Doğu- Güneydoğu meselesine gelince ; bunun adı ayrımcılık falan değil. Ayrımcılık tüm ezilenlere yapılıyor zaten. O bölgelere özel sektör güvenlik olmadığı gerekçesiyle gidemiyor. Bu güvenliği bozan terör ve engel olamayan devlet elbette ki suçludur. Buna rağmen GAP projesine aktarılan paralar da hiç de küçümsenecek gibi değil. İstanbul'un köylerinde de tarım ve hayvancılık vardı, kısa süre çncesine kadar. Şimdi aynı şekilde oralarda da yapılamaz oldu. Sonuçta buğday fiatları, et fiatları korkunç hale geldi işte.

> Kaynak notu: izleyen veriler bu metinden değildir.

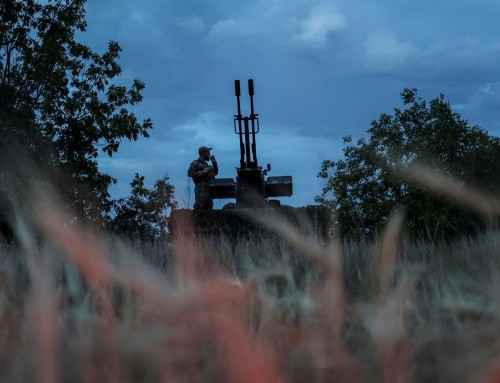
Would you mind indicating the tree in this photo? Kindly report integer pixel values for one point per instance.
(365, 186)
(142, 215)
(57, 100)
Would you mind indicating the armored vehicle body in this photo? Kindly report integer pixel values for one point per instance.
(252, 191)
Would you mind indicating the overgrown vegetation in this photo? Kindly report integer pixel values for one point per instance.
(61, 107)
(372, 180)
(82, 306)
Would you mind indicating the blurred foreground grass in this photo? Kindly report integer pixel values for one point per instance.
(80, 306)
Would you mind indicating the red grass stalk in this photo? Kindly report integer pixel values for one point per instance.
(45, 319)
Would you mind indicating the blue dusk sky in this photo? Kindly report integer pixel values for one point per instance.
(322, 70)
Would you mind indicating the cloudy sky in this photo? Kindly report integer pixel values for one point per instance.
(322, 70)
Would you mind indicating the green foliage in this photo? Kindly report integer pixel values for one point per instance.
(368, 183)
(142, 216)
(57, 100)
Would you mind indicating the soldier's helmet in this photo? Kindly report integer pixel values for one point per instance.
(203, 149)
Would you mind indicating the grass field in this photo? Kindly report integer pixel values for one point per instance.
(77, 305)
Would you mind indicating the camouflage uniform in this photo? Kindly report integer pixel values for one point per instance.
(202, 182)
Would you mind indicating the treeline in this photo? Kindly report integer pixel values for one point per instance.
(60, 111)
(375, 177)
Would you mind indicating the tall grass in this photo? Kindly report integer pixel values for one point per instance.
(78, 305)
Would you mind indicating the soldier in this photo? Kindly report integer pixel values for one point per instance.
(201, 173)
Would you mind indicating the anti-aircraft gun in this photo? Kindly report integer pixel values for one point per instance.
(252, 191)
(251, 188)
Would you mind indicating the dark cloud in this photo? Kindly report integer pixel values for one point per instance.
(322, 70)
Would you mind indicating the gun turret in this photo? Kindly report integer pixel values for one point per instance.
(251, 188)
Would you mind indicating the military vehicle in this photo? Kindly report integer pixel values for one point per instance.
(252, 190)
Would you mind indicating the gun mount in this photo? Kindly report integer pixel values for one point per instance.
(251, 188)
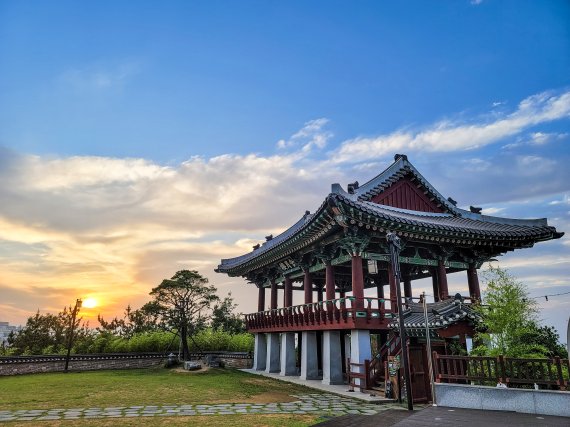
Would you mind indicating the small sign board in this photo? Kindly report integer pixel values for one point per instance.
(392, 373)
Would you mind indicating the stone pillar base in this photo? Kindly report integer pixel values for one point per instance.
(332, 362)
(288, 356)
(359, 350)
(273, 353)
(260, 352)
(309, 363)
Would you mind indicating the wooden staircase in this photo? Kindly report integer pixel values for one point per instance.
(372, 373)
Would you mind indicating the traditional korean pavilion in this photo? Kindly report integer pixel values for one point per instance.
(338, 257)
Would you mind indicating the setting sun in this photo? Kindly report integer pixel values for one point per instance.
(90, 303)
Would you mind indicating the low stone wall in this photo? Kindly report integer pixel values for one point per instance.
(542, 402)
(241, 363)
(38, 364)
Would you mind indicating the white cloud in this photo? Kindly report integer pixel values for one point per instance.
(476, 165)
(311, 135)
(536, 139)
(564, 201)
(493, 211)
(448, 136)
(116, 227)
(96, 78)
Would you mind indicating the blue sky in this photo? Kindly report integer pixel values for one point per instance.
(137, 138)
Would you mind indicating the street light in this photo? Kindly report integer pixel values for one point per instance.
(78, 304)
(428, 341)
(395, 248)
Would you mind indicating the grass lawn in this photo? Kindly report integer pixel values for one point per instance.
(100, 389)
(202, 421)
(141, 387)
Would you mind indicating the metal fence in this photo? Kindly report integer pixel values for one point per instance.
(514, 372)
(6, 360)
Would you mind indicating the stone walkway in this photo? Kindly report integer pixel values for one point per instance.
(322, 404)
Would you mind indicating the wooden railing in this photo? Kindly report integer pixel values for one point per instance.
(358, 371)
(510, 371)
(338, 313)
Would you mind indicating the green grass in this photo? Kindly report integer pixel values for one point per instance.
(273, 420)
(140, 387)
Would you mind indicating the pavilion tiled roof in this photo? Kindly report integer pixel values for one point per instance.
(440, 315)
(453, 226)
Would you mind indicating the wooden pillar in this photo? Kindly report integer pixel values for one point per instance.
(435, 284)
(308, 286)
(357, 281)
(273, 294)
(288, 292)
(261, 299)
(380, 295)
(393, 297)
(442, 280)
(329, 280)
(473, 281)
(380, 291)
(407, 287)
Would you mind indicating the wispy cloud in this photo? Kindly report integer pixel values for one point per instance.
(115, 227)
(312, 135)
(98, 78)
(449, 136)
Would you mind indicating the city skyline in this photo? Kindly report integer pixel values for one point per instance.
(138, 140)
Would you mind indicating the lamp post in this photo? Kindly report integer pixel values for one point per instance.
(71, 328)
(395, 248)
(428, 341)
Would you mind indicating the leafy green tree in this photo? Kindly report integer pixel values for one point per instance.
(182, 304)
(510, 323)
(225, 319)
(538, 341)
(145, 319)
(48, 333)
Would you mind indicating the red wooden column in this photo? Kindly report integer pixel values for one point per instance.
(442, 280)
(308, 285)
(380, 295)
(473, 281)
(358, 281)
(261, 299)
(407, 287)
(288, 293)
(393, 297)
(273, 294)
(435, 284)
(329, 280)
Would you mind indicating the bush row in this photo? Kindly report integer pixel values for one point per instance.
(206, 340)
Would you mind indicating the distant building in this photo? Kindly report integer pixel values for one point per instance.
(5, 329)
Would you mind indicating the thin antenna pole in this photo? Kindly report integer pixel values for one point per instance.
(395, 248)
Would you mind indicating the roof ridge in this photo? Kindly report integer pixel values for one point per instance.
(399, 168)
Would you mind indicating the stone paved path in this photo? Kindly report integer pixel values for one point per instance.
(322, 404)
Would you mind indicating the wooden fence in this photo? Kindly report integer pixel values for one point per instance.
(552, 373)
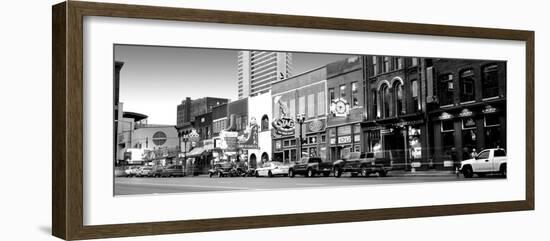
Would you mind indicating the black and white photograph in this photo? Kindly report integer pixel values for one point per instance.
(205, 120)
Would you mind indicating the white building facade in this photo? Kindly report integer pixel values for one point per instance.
(260, 111)
(257, 70)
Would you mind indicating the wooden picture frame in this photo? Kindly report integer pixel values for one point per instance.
(67, 119)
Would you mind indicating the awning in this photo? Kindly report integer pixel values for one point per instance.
(197, 151)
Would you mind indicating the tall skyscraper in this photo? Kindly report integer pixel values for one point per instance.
(257, 70)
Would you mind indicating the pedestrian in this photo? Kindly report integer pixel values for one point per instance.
(474, 153)
(453, 155)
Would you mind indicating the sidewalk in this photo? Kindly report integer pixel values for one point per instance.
(429, 173)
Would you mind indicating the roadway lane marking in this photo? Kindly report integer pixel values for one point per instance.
(310, 184)
(185, 185)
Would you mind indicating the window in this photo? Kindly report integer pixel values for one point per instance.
(492, 120)
(468, 123)
(398, 92)
(490, 81)
(483, 155)
(343, 91)
(414, 62)
(265, 123)
(286, 143)
(321, 103)
(446, 89)
(386, 98)
(493, 137)
(374, 65)
(376, 111)
(467, 88)
(302, 105)
(331, 94)
(414, 94)
(344, 130)
(292, 107)
(447, 125)
(397, 63)
(312, 139)
(311, 105)
(386, 66)
(354, 95)
(500, 153)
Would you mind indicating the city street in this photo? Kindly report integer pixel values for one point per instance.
(130, 186)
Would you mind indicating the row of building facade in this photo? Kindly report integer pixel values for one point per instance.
(419, 112)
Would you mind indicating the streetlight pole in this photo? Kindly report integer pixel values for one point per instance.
(300, 119)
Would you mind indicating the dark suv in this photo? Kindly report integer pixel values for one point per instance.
(309, 167)
(172, 171)
(221, 169)
(364, 163)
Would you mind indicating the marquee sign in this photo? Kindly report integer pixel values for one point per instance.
(284, 126)
(249, 139)
(315, 126)
(465, 113)
(445, 116)
(194, 136)
(489, 109)
(339, 107)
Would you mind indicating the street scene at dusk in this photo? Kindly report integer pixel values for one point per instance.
(204, 120)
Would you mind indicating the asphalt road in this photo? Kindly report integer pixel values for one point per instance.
(133, 185)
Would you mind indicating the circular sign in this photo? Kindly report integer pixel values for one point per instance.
(315, 126)
(339, 107)
(193, 136)
(284, 125)
(159, 138)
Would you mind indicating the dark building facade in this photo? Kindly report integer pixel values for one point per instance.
(189, 109)
(301, 95)
(345, 96)
(395, 124)
(467, 107)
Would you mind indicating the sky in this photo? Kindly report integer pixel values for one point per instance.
(154, 80)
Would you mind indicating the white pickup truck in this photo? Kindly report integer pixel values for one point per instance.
(487, 161)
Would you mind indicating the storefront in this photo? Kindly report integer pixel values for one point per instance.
(402, 141)
(343, 140)
(461, 133)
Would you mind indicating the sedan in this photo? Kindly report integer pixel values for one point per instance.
(270, 169)
(131, 171)
(144, 171)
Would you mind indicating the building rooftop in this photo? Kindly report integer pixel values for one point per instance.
(134, 115)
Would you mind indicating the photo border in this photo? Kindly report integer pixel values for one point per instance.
(67, 119)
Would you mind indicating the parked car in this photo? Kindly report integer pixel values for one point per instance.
(172, 171)
(131, 171)
(363, 163)
(156, 171)
(487, 161)
(144, 171)
(221, 169)
(309, 167)
(271, 169)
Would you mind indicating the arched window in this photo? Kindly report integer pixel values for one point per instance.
(398, 97)
(385, 97)
(265, 123)
(415, 96)
(467, 88)
(446, 89)
(376, 111)
(490, 81)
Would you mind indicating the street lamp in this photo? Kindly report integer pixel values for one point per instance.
(301, 119)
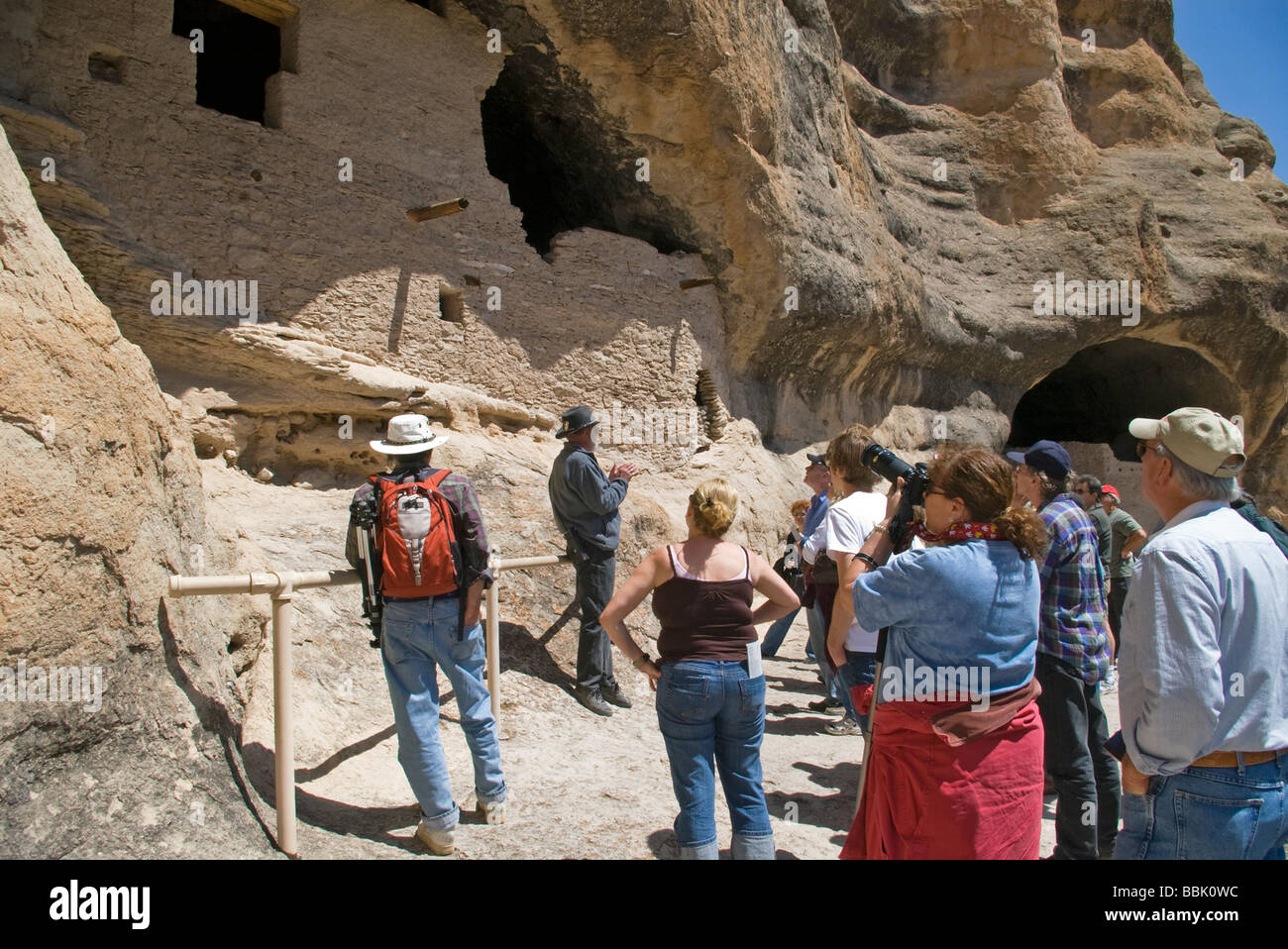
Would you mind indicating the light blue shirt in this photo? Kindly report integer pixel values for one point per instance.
(1203, 665)
(967, 604)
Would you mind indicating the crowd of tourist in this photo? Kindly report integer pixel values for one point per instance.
(970, 648)
(1026, 595)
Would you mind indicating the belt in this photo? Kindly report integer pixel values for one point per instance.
(423, 599)
(1231, 759)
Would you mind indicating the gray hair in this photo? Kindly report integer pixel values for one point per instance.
(1194, 483)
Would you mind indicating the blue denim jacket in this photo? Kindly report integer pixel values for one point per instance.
(974, 602)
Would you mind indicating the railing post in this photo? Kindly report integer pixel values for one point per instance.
(283, 720)
(493, 635)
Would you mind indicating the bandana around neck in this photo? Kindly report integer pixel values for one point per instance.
(965, 531)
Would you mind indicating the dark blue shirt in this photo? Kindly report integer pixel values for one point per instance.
(585, 501)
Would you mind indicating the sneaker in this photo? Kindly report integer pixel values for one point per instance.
(614, 695)
(439, 842)
(490, 811)
(590, 696)
(844, 726)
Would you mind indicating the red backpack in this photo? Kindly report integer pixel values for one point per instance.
(416, 536)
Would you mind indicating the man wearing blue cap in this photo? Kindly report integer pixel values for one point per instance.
(1074, 651)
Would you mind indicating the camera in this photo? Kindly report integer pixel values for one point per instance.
(364, 510)
(915, 480)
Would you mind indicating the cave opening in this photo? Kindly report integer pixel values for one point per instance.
(239, 53)
(541, 137)
(1087, 403)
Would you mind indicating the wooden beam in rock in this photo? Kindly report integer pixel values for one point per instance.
(439, 209)
(274, 12)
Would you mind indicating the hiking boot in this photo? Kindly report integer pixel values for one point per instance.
(844, 726)
(439, 842)
(590, 696)
(614, 695)
(490, 811)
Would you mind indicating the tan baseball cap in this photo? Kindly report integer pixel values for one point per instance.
(1203, 439)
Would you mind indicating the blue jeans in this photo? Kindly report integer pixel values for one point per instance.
(1209, 814)
(417, 638)
(712, 711)
(859, 669)
(777, 632)
(818, 639)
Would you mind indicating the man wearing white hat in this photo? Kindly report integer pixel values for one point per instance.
(1205, 660)
(421, 632)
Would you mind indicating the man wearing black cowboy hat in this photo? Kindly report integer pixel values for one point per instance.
(585, 503)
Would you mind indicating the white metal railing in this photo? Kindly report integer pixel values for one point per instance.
(281, 586)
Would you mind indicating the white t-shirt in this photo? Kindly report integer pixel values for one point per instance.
(846, 527)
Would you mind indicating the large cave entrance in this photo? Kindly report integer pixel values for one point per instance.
(1087, 403)
(544, 137)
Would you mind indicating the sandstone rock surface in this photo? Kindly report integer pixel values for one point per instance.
(101, 499)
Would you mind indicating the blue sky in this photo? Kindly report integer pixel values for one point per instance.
(1241, 47)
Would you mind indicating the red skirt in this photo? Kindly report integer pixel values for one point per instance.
(927, 799)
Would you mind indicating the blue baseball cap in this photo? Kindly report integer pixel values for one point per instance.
(1044, 456)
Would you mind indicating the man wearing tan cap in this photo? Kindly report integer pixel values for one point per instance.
(1205, 658)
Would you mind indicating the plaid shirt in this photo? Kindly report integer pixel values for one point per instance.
(469, 524)
(1074, 627)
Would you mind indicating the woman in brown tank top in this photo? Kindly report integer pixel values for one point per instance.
(709, 707)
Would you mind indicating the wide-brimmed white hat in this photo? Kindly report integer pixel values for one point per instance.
(408, 434)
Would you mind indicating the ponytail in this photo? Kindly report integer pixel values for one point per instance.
(1022, 528)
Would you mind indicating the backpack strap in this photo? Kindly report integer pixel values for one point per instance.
(434, 480)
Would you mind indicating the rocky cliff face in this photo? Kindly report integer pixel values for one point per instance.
(119, 712)
(725, 226)
(906, 174)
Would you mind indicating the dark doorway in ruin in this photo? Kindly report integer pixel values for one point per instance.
(1094, 395)
(545, 140)
(239, 54)
(438, 7)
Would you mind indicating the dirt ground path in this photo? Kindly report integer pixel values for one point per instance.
(580, 786)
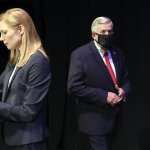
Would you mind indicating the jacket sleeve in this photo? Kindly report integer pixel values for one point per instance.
(77, 85)
(37, 88)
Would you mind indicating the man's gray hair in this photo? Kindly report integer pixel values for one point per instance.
(99, 20)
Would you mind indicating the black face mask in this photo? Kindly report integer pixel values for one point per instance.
(105, 40)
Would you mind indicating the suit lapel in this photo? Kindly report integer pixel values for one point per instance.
(116, 62)
(6, 88)
(100, 62)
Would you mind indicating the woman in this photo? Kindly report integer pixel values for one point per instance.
(23, 84)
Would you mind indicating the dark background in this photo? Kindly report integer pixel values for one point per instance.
(65, 25)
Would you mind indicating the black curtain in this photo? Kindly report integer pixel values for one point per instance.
(65, 25)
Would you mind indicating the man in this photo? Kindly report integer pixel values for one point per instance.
(99, 84)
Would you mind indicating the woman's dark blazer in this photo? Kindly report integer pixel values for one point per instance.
(23, 111)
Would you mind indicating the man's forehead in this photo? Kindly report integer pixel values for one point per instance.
(105, 26)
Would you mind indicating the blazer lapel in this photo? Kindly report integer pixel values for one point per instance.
(100, 62)
(116, 62)
(6, 88)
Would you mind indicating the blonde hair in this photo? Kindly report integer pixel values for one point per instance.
(99, 20)
(30, 41)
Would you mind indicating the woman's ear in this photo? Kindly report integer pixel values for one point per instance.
(21, 29)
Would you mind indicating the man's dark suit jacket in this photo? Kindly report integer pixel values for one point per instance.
(23, 105)
(89, 82)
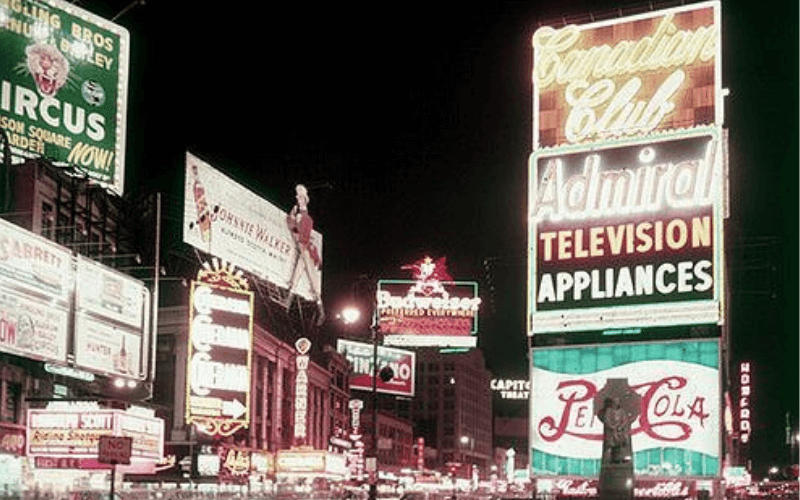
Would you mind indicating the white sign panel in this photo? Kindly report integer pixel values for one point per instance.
(110, 294)
(101, 346)
(226, 220)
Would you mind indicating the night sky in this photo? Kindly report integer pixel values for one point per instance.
(412, 128)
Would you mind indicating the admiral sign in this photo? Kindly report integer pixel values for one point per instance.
(431, 310)
(626, 235)
(628, 77)
(64, 86)
(218, 367)
(400, 361)
(677, 431)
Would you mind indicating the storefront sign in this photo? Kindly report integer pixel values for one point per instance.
(627, 77)
(64, 88)
(303, 345)
(745, 384)
(680, 403)
(628, 235)
(225, 219)
(585, 488)
(431, 310)
(401, 362)
(219, 356)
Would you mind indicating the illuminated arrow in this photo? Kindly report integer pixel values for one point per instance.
(233, 409)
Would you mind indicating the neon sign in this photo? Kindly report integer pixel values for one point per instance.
(632, 225)
(626, 77)
(680, 403)
(303, 345)
(431, 310)
(745, 427)
(219, 351)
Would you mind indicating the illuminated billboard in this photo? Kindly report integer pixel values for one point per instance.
(627, 77)
(225, 219)
(401, 362)
(64, 88)
(37, 283)
(218, 358)
(677, 431)
(430, 310)
(111, 321)
(626, 236)
(76, 434)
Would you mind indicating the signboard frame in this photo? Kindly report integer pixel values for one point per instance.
(359, 354)
(643, 313)
(619, 80)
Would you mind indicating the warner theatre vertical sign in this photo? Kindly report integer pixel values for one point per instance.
(218, 358)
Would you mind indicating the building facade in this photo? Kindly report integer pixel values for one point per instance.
(453, 407)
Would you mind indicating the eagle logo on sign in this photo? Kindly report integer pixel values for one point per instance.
(429, 275)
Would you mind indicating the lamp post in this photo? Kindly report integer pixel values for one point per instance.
(350, 315)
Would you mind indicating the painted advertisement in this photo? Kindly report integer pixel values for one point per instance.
(226, 220)
(677, 431)
(219, 356)
(76, 434)
(401, 362)
(627, 77)
(64, 87)
(628, 235)
(103, 347)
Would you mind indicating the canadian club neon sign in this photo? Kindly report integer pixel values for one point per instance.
(219, 351)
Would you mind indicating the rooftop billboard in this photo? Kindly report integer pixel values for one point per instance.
(402, 363)
(627, 235)
(627, 77)
(226, 220)
(677, 431)
(64, 89)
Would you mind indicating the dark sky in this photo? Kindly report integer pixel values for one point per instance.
(412, 125)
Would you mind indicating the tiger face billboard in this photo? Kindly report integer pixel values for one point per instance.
(627, 77)
(626, 235)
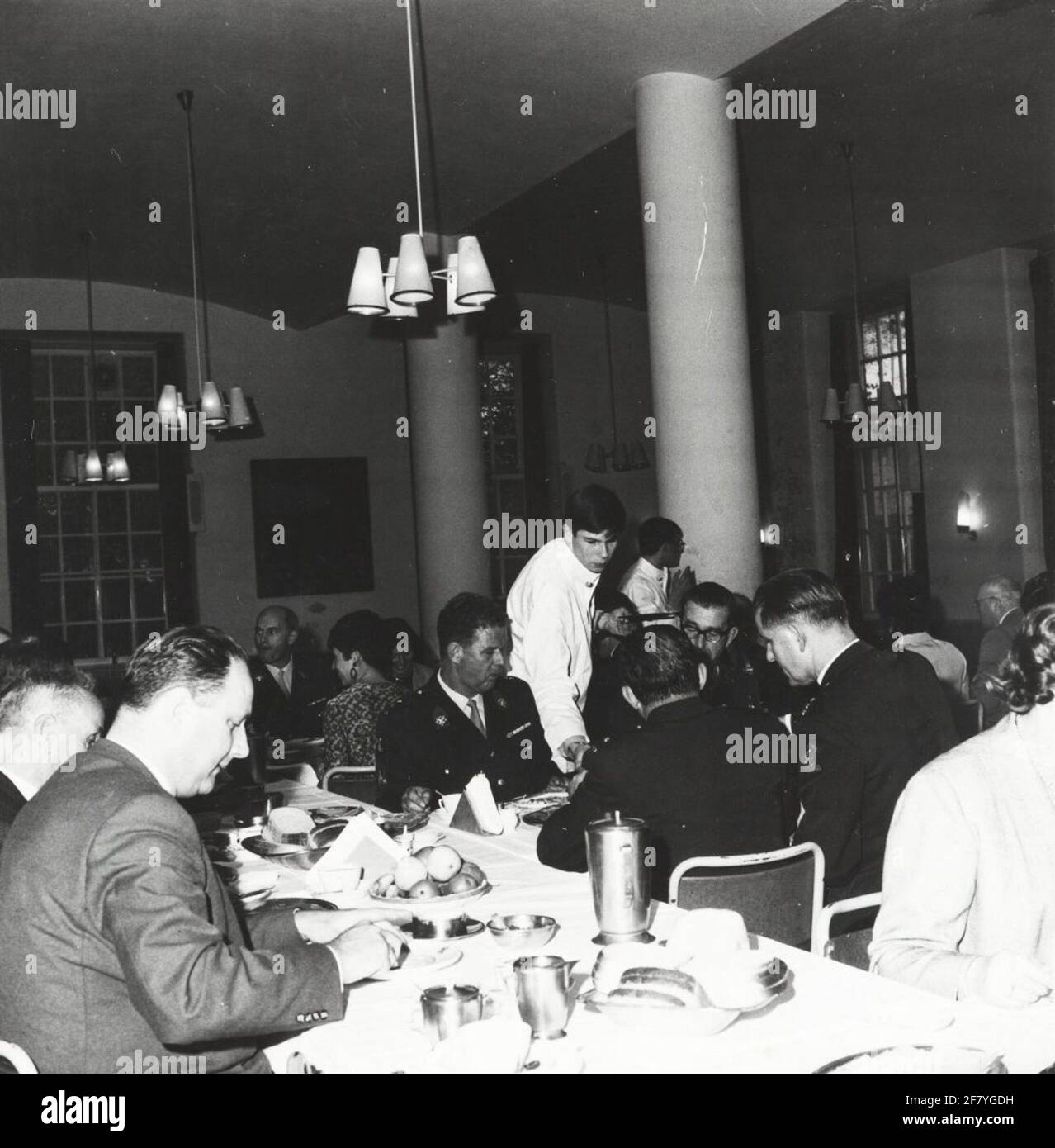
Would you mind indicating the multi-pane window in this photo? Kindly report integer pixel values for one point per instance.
(502, 424)
(102, 586)
(889, 472)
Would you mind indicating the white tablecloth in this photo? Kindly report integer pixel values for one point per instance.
(832, 1010)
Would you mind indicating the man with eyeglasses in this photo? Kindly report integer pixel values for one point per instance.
(998, 604)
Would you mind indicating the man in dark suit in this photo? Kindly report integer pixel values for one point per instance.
(467, 719)
(878, 718)
(47, 715)
(706, 780)
(998, 604)
(290, 690)
(118, 938)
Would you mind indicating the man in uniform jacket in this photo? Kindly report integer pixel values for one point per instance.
(704, 779)
(290, 689)
(878, 718)
(469, 718)
(118, 939)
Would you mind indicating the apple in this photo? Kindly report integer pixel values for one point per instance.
(443, 862)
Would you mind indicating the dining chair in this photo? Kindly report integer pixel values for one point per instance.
(15, 1061)
(849, 947)
(778, 894)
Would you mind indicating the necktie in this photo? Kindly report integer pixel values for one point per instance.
(475, 717)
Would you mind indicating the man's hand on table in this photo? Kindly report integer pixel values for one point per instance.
(417, 799)
(367, 951)
(1010, 980)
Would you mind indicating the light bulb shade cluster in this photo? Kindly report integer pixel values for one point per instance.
(625, 457)
(396, 293)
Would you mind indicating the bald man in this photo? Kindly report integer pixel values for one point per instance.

Halkın uyanık olması, birlik olması ve iş başına getireceği kişileri iyi seçmesi ve takip etmesini, gerektiğinde indirmesini bilmesi gerekiyor.
kafkaslar
öncelikle yorumunuza çok teşekkür ederim.Düşüncelerinizin tamamında haklısınız.gerçekleri yansıtan düşüncelerdir.
Bu yazımda sadece ülkemizde ki yatırımların dengesizliğini ele aldım.Dediğiniz doğrudur ve bunlarında ayrı bölümler halinde incelenmesinde fayda vardır diye düşünmekteyim.